Her ne kadar davalı—- şirketi kendisinin komisyoncu olduğunu ileri sürmüşse de, kendisinin taşıma işini başka bir firmaya gördürmesi sorumluluktan kurtarmayacaktır.
Davalı—- şirketinin sorumluluğunda taşıma işinin —– şirketine taşere edildiği, onun da ——- isimli firmayla anlaştığı ve söz konusu kazanın 30/09/3016 tarihinde —-plakalı araç sürücüsünün direksiyon hakimiyetini kaybetmesi sonucu tek taraflı trafik kazası şeklinde gerçekleştiği anlaşılmıştır. Dava dışı araç sürücüsünün tutanakta geçen kendi beyanına göre meyve suyu almak için şişeyi almaya çalıştığı sırada aracın toprak yola düştüğü, aracı tekrar yola çıkarmaya çalışırken kazanın meydana geldiği ileri sürülmüştür. Diğer bir deyişle kazanın önlenemeyecek bir durumdan doğmadığı anlaşılmaktadır.
Davacı … şirketinin kendisine süresinde yapılan ihbar sonucu sigortalısına 06/01/2017 tarihinde banka yoluyla 39.454,38 euro ödeme yaptığı anlaşılmış, yapılan ödemeye ilişkin dekont dosyamız arasına alınmış, bu husus ve ödeme tarihinden itibaren davacı sigortacının, TTK.nun 1427,1429 ve 1459 maddeleri uyarınca sigortalısının haklarına halef olacağı anlaşılmıştır. Davacı tarafından yapılan ödemenin sigorta poliçesi kapsamında olduğu, sigortalının müterafik kusuru olduğunu gösterir hiç bir iddia, bilgi, belgenin olmadığı anlaşılmıştır. Bir diğer deyişle davalı taşıyan, kendisini sorumluluktan kurtaracak bir kurtuluş beyyinesi de ortaya koyamamıştır.

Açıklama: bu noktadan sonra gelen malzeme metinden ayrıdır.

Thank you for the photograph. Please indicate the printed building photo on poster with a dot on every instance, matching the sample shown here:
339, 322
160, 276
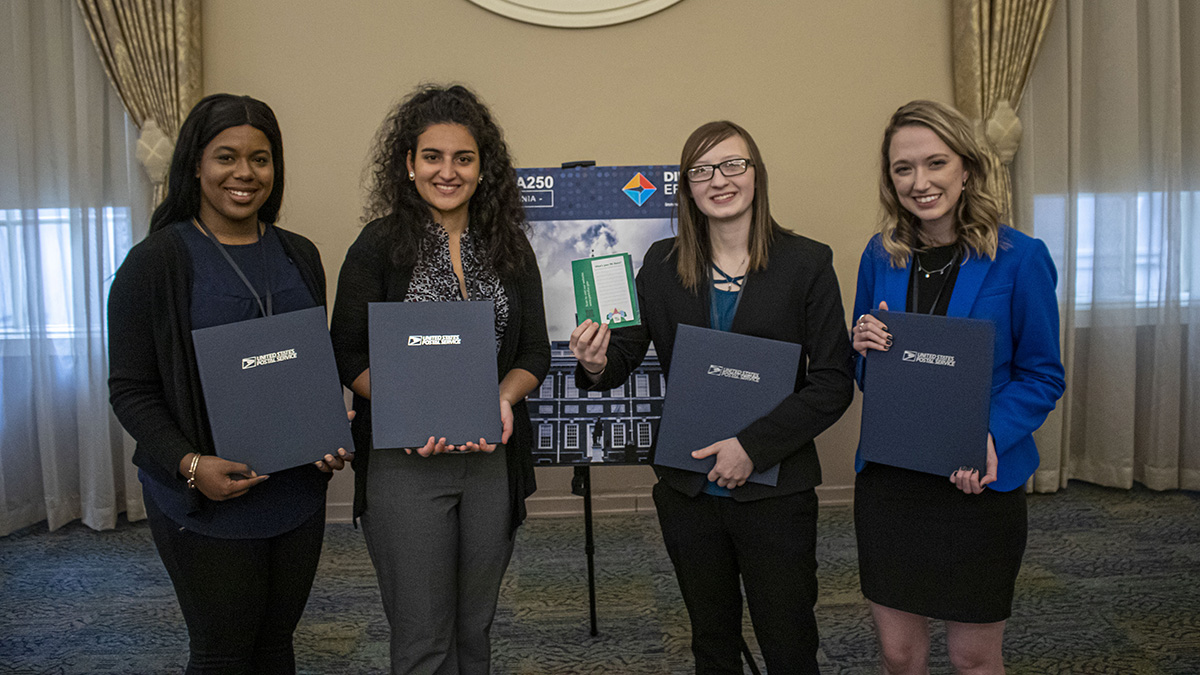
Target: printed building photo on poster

Mahkememizce taşıma uzmanı, sigorta uzmanı ve muhasip bilirkişi tarafından oluşan bir bilirkişi heyetine inceleme yaptırılmış, bilirkişi 17/05/2019 tarihinde raporunu sunmuştur. Mahkememizce denetlenen ve benimsenen bilirkişi raporunun, yapılan —-kuru hesaplamasının usul ve yasaya uygun olduğu, olayın oluşuna uygun olduğu anlaşılmıştır. Davacı … şirketinin bağımsız eksperin tayin ettiği tutardan dahi azını ödediği, ödemenin kadri maruf olmadığını gösteren bir delilin de olmadığı görülmüştür.

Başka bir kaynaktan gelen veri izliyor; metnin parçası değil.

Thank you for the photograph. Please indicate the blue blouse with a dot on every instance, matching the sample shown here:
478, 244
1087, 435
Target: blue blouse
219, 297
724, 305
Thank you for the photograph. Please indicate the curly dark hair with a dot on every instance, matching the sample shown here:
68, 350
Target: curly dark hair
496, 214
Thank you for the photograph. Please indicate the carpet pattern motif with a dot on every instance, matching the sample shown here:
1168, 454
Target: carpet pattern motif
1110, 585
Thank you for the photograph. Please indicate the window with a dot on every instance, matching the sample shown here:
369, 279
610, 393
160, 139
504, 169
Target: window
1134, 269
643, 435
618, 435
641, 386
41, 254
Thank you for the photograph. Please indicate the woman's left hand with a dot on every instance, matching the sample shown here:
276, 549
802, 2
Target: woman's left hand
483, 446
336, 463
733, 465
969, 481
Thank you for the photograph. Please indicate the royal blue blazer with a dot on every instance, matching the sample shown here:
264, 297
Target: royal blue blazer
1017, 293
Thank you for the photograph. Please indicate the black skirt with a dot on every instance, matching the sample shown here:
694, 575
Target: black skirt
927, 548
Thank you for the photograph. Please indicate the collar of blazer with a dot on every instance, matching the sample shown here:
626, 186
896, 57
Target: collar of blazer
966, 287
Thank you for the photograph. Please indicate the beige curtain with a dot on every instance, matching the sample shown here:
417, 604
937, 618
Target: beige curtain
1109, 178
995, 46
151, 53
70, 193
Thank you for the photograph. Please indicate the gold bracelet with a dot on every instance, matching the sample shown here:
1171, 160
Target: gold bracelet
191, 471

Bir başka incelenecek husus icra takibinde işlemiş faiz istenip istenemeyeceği, temerrüt tarihi ve faizin türüdür. CMR 27 nci maddesinde temerrüt faizinin başlangıcının ödeme isteğinin yazılı olarak taşıyıcıya yapılan başvuru tarihi, böyle bir başvuru yapılmadan doğrudan dava açılması halinde davanın açıldığı tarih olacağı hükme bağlanmıştır. Anılan bu madde uyarınca davacı … şirketinin dava açmadan evvel ödediği tutar için davalıya başvurmuş olması gerekir. Ne var ki dosyada CMR 27 md. bağlamında geçerli bir ihtar yoktur. Bu nedenle temerrüt tarihinin icra takibinin başladığı tarihinde başlayacağı kabul edilmiştir.

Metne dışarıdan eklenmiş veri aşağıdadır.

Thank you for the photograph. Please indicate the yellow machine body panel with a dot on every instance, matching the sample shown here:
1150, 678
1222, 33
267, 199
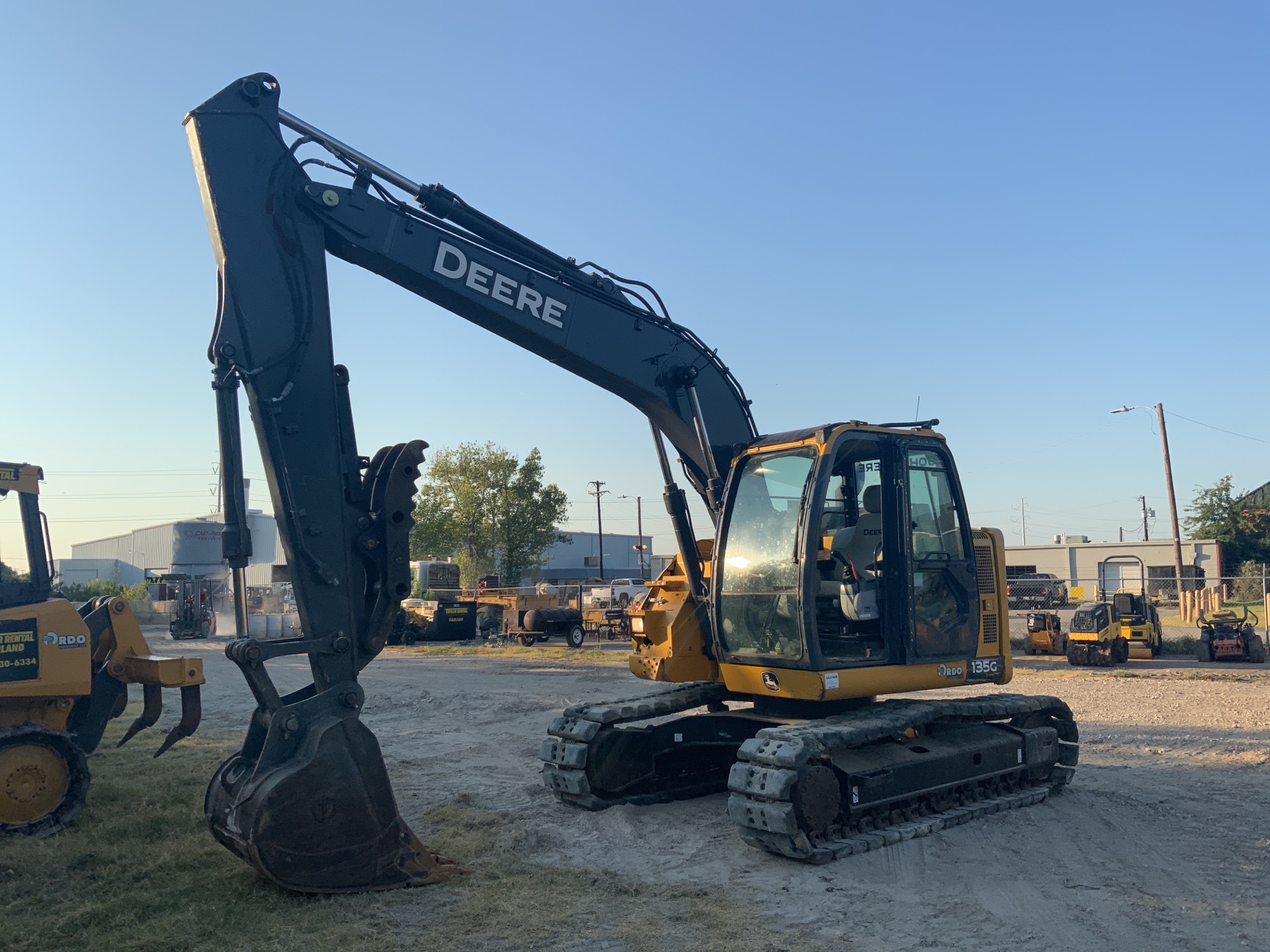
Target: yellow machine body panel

Yine CMR Konvansiyonunun 27. maddesinde yabancı para birimi cinsinden yapılan ödemeler için yüzde beşlik faiz oranının geçerli olacağı düzenlenmiştir. Her ne kadar icra takibinde alacaklı yasal faiz talep etmişse de, (talep edilen yasal faiz oranı %5 lik faizden yüksek olduğundan) bu talebin kabul edilebilirliği yoktur. Döviz türündeki asıl alacağa takip tarihinden tahsil tarihine kadar %5 oranında faiz uygulanmasına karar verilmiştir.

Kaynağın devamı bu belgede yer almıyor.